Both headlines appeared over March 26 stories.
"In Fairfax,
Gun Ban Veto Decried: Community Centers Vulnerable Under Current Law, Some
Say." -- Washington Post
"Allen wins
Praise for Gun-Bill Vetoes." -- Washington Times
4) Cronkite's
Crockery of the Day. Today's quote comes from pages 196 to 197 of his
book, A Reporter's Life. Discussing the 1992 campaign, Cronkite argues
that the public has not rejected liberalism:
"[Mario]
Cuomo was a rare combination: an intellectual and a spellbinding orator. I
would have bet that he could have won the Democratic nomination and been
elected to the presidency. He had electrified the 1984 Democratic
convention with his keynote speech, and I never saw him fail to excite
those who shared his liberal vision of America's future.
"Despite the
pollsters and political operators' contrary opinions, I remain convinced
that the public was ready for a leader who could restore that vision after
the selfish eighties.
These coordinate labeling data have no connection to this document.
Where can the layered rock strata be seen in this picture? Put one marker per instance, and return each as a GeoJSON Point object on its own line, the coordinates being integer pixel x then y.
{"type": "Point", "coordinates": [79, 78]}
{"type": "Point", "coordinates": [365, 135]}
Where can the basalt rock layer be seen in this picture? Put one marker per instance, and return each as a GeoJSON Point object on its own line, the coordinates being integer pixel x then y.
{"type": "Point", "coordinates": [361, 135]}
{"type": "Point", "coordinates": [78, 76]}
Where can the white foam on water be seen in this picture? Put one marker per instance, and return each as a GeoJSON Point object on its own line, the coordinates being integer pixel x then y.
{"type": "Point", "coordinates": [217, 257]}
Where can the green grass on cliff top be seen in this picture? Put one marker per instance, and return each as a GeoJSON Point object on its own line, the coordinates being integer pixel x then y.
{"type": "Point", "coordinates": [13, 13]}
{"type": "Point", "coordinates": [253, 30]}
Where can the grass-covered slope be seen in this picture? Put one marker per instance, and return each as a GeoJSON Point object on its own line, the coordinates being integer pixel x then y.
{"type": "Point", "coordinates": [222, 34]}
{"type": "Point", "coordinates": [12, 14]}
I don't believe the public has rejected liberalism;
it simply has not heard a candidate persuasively advocate its humane and
deeply democratic principles.
"It seemed
to me that Michael Dukakis blew any chance he had of defeating George Bush
in 1988 when he ran away from the 'L-word,' even to the extent of letting
Bush get away with accusing him of being a card-carrying member of the
American Civil Liberties Union. Dukakis ducked that, too, although Bush
handed him on a silver platter a chance to defend the sort of Americanism
that believes that the Constitution protects all of the country's citizens
regardless of their appearance or the popularity of their cause or the
ugliness of the crimes of which they are accused."
There you have
it: Dukakis would have won if he had been more liberal.